Three types of salient beliefs were investigated in this study that examined why mothers would or would not participate in depression screening via genetic salivary testing, with the results indicating potential for mental health disparities among diverse populations.
Multifaceted outreach efforts that consider families, emphasize beliefs, explain purposes and procedures, and use community-based participatory methods have potential to enhance diversity in genetic studies on the prevention and treatment of psychiatric disorders and to increase engagement of diverse populations, according to new research published in Archives of Psychiatric Nursing.
“There is a lack of engagement in research by diverse populations that exacerbates mental health disparities,” the study authors wrote. “Beliefs about participation in genetic research impact willingness to participate.”
They investigated 3 types of salient beliefs among a population of 41 multi-ethnic mothers (mean [SD] age, 30.9 [6.6] years), most of whom self-identified as Black/African American (46.3%) or Hispanic/Latino (39.0%).

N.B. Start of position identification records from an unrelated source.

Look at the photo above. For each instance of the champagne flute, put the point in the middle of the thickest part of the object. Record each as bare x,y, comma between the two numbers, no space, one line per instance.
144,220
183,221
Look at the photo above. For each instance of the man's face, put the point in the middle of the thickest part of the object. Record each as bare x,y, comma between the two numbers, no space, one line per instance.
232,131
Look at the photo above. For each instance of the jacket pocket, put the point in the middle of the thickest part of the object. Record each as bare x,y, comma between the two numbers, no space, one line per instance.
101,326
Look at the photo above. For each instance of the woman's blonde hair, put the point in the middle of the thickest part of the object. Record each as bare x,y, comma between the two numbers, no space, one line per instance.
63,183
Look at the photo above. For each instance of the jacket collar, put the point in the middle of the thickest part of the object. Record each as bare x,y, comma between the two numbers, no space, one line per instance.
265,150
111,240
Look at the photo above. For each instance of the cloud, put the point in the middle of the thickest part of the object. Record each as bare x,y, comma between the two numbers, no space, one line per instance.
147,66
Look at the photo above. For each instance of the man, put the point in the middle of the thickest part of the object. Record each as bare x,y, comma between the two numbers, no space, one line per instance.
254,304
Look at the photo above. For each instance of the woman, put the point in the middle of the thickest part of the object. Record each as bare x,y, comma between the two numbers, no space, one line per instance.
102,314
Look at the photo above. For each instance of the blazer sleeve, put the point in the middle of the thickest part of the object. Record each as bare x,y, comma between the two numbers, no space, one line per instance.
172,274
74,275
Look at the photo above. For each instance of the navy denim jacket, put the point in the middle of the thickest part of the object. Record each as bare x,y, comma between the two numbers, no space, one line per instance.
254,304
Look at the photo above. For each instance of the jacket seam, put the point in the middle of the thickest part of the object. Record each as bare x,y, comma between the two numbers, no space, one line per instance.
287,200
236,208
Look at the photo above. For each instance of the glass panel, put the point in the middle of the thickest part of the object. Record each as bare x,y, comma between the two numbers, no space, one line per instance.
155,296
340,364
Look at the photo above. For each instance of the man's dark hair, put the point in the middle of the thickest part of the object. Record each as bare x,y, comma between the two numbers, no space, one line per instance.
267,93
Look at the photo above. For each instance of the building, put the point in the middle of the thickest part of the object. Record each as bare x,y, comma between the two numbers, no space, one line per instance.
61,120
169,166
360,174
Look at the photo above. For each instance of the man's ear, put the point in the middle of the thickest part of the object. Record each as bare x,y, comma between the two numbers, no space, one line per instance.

Sixty-six percent were never married, 80.5% were head of the household, and 80.5% were classified as low income.
Questions on salient behavioral beliefs evaluated the advantages of depression treatment/cure, helping others, depression diagnosis/detection, additional research, and causes of depression; disadvantages focused on uncertainty of outcomes/results and trust/confidentiality. Questions on normative beliefs focused on referents (those referred by the participating mothers) who approved or disapproved of participation in genetic trials for depression and would or would not participate in such trials. Control belief questions looked at “the power to perform a behavior based on things that are perceived to make it easier or difficult to perform a behavior,” the authors wrote, meaning barriers and facilitators to participation.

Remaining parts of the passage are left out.